A fresta por onde entra o sol

Difícil imaginar o mundo daqui a 50 ou 100 anos, mas se o futuro for um tempo melhor de se viver, certamente os historiadores registrarão o início deste milênio como uma época de pessimismo e desesperança. Para nós, protagonistas do presente, o otimismo tem chegado apenas em forma de pílulas de entusiasmo.

Lembrando do curioso título do livro do filósofo canadense Lou Marinoff (“Mais Platão, Menos Prozac”) e me baseando numa receita filosófica bem antiga, arrisco-me a levantar a hipótese de que é possível rir mesmo depois de constatar a feiúra do mundo ao redor. Conta-se que, diante da miséria humana, dois grandes filósofos da antiguidade – Heráclito (540/470 a.C.) e Demócrito (460/370 a.C.) – agiam de maneiras diametralmente opostas: enquanto o primeiro chorava, o segundo ria.

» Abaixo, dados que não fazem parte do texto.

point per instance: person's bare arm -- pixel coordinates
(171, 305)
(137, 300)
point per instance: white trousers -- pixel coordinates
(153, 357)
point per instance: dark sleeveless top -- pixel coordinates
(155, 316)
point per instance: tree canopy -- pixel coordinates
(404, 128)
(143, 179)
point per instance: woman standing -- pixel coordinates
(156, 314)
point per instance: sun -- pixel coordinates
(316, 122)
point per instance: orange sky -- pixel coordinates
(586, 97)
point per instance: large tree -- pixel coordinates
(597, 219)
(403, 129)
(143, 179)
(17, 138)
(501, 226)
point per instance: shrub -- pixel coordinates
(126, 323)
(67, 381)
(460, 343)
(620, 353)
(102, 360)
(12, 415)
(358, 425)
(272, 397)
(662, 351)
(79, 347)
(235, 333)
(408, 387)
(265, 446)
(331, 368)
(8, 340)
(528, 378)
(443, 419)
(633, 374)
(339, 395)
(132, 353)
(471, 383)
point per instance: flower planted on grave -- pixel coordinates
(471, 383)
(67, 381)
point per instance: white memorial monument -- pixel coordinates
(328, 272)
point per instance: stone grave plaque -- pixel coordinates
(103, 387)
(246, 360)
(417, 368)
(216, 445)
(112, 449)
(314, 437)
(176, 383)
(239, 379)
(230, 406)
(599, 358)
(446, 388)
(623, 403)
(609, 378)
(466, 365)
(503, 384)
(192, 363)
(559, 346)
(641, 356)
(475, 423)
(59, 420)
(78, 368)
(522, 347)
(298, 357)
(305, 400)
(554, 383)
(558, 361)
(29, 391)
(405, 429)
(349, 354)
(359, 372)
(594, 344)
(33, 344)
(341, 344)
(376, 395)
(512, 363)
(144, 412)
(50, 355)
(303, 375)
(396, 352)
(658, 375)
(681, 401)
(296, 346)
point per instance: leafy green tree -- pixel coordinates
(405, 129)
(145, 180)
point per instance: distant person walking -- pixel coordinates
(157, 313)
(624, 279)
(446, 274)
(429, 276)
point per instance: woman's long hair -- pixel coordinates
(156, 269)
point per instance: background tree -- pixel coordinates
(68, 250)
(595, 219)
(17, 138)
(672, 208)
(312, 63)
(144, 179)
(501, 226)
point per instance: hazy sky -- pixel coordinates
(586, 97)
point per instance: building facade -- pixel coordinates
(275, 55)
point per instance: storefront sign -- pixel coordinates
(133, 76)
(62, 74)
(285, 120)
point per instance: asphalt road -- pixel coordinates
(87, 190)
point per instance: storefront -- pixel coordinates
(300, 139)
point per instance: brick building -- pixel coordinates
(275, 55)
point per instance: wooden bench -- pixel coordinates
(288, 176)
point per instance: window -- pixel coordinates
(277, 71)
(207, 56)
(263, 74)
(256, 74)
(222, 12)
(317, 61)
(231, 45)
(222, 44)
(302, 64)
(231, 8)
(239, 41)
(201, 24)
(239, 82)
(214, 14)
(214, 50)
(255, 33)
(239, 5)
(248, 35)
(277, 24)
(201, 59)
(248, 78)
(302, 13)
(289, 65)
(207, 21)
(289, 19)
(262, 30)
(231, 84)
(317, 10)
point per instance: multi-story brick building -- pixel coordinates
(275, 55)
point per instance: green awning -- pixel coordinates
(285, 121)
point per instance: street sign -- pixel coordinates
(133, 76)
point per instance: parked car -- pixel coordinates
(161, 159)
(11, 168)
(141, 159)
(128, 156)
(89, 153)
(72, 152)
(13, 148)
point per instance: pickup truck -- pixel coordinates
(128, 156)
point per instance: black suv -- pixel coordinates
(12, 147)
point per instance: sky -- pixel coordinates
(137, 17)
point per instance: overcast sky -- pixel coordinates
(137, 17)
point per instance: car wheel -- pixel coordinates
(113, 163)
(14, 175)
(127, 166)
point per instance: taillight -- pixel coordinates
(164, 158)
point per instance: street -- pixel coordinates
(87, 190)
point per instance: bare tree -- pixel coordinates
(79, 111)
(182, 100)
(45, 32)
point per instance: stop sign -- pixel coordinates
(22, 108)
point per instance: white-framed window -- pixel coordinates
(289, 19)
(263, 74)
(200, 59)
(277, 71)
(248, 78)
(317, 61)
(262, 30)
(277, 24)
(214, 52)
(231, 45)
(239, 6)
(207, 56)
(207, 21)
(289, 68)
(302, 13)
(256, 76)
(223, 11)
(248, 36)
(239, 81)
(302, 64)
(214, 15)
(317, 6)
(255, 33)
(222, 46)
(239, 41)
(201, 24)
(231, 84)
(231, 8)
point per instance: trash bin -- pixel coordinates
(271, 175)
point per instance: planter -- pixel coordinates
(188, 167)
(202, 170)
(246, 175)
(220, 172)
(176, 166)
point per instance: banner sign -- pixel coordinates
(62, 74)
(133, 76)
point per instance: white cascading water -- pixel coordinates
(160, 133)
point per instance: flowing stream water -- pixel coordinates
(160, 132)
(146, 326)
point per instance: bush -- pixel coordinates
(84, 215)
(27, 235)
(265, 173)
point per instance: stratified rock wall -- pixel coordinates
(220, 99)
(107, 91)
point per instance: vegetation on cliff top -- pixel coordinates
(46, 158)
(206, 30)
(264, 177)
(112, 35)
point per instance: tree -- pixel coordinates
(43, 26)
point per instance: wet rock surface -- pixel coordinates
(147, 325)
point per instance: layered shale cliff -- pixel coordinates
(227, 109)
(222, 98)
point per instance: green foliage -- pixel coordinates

Sou tentado a pensar e a agir como Demócrito, mesmo sabendo que Heráclito facilmente comprovaria a sua tese em nosso tempo. Não será essa uma forma otimista de ver o mundo? Com certeza é para o diretor de cinema alemão Percy Adlon. Pelo menos foi o que ele externou no maravilhoso Bagdad Café, filme de 1987.

Perdi a conta de quantas vezes o assisti só para entender a composição da personalidade de Jasmin –interpretada por Marianne Sägebrecht. Ela é uma turista alemã que, depois de discutir com o marido, é deixada no meio “do nada”, numa rodovia localizada em pleno deserto de Mojave, nos Estados Unidos.

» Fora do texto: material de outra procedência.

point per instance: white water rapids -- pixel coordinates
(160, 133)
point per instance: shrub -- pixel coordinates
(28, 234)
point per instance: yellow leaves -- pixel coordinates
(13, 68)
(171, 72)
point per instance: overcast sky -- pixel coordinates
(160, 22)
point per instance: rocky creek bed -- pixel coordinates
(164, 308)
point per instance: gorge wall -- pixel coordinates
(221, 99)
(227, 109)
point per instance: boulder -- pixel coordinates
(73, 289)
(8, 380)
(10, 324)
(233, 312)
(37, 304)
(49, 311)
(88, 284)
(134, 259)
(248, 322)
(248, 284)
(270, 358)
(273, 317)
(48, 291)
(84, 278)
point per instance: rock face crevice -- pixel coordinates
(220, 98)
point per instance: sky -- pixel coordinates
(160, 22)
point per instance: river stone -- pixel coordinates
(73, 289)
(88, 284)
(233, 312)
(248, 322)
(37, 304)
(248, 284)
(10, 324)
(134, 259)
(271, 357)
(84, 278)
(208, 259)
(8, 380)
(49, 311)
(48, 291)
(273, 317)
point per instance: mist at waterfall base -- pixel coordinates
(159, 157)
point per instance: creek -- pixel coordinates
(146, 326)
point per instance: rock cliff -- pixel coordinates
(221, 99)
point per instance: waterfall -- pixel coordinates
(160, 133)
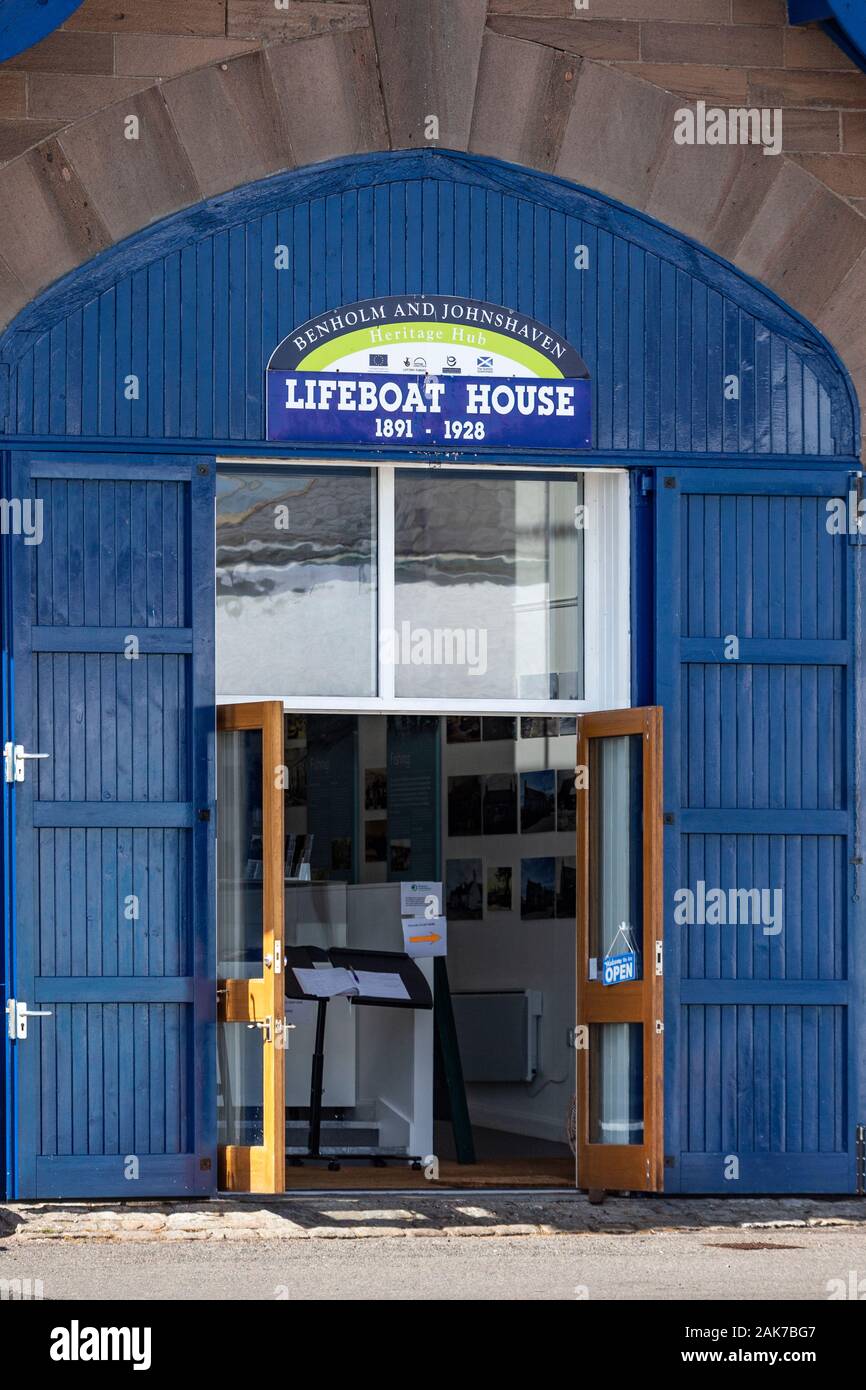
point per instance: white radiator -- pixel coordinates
(498, 1034)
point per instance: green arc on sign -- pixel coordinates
(362, 339)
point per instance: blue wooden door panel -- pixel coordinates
(113, 644)
(763, 1079)
(192, 310)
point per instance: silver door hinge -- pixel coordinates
(17, 1014)
(13, 761)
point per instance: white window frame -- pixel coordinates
(606, 597)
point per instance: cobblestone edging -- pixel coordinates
(339, 1218)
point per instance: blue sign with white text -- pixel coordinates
(424, 410)
(620, 969)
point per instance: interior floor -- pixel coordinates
(508, 1172)
(503, 1159)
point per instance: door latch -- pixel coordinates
(13, 761)
(17, 1015)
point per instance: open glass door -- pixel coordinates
(250, 906)
(619, 951)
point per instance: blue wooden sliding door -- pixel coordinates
(756, 649)
(113, 950)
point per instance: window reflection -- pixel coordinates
(296, 584)
(488, 587)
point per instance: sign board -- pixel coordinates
(424, 936)
(428, 371)
(441, 412)
(620, 969)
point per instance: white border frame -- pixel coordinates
(606, 597)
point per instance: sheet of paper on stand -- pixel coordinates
(416, 897)
(381, 984)
(299, 1011)
(325, 984)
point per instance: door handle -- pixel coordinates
(18, 1014)
(13, 761)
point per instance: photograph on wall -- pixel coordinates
(296, 776)
(376, 841)
(499, 888)
(341, 854)
(464, 890)
(496, 729)
(499, 808)
(464, 805)
(566, 887)
(399, 855)
(566, 801)
(463, 729)
(537, 801)
(376, 788)
(537, 888)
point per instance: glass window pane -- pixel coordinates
(296, 583)
(489, 578)
(239, 854)
(616, 848)
(616, 1083)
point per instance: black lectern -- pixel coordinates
(380, 962)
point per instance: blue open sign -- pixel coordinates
(619, 969)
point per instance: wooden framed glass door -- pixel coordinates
(250, 909)
(619, 951)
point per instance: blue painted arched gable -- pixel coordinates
(195, 305)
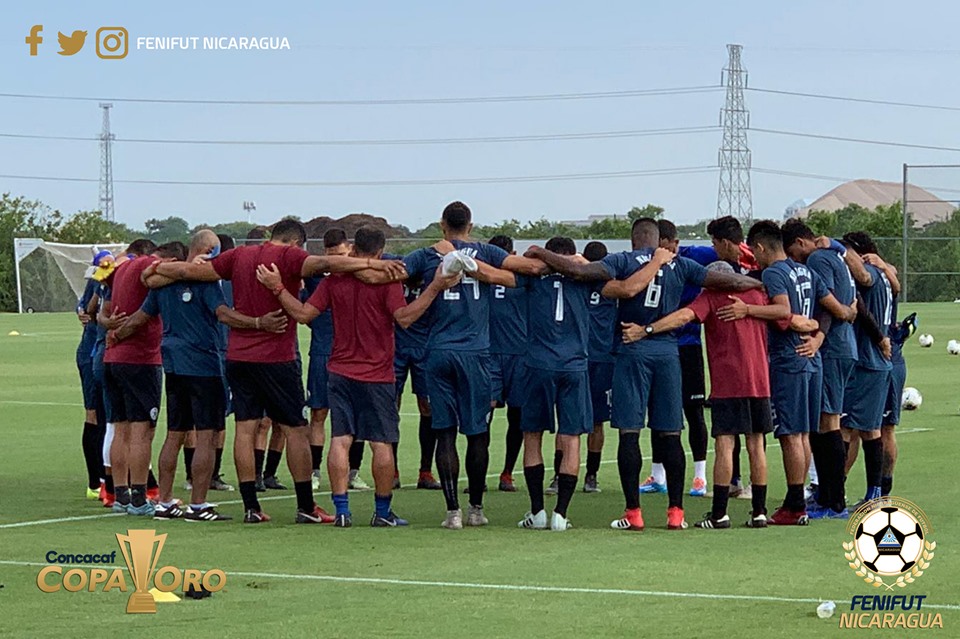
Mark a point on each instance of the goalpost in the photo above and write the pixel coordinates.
(51, 276)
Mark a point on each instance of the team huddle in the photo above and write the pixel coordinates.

A cena surreal daquela mulher arrastando uma mala pela estrada, debaixo de um sol escaldante, é a própria imagem do desalento, da total falta de perspectivas. Aí começa a saga de uma pessoa com muitos motivos para se desesperar, para ser pessimista. Afinal, o único lugar que lhe restou foi um misto de lanchonete e hospedaria em decadência, chamado Bagdad Café.

Jasmin se instala naquele lugar sob a desconfiança de sua dona, a amarga e mal humorada Brenda (uma interpretação magistral da atriz CCH Pounder). Aos poucos, aquela alemã de corpo avantajado e roupas exóticas consegue imprimir a sua luz interior numa realidade cinza e bolorenta. Mais até, ela chega a contagiar Brenda, dissolvendo aos poucos o seu amargor pessimista.

Vale destacar que essa aura mágica de Jasmin atinge em cheio a todos os hóspedes, em especial Rudy Cox, um ex-ator de Hollywood e pintor em crise, vivido pelo veterano Jack Palance. O incrível das transformações que vão acontecendo naquele lugar abandonado é que elas não se dão de fora para dentro, mas no caminho inverso. Exatamente aí residem as reais possibilidades do otimismo.

Uma das frases mais famosas de Demócrito é “ocupe‐se de pouco para ser feliz”. Será esse o segredo do seu otimismo, que prega o riso mesmo diante dos infortúnios? Em Bagdad Café é essa a receita da felicidade de Jasmin. É como se ela descobrisse num quarto completamente escuro a fresta por onde entra o sol.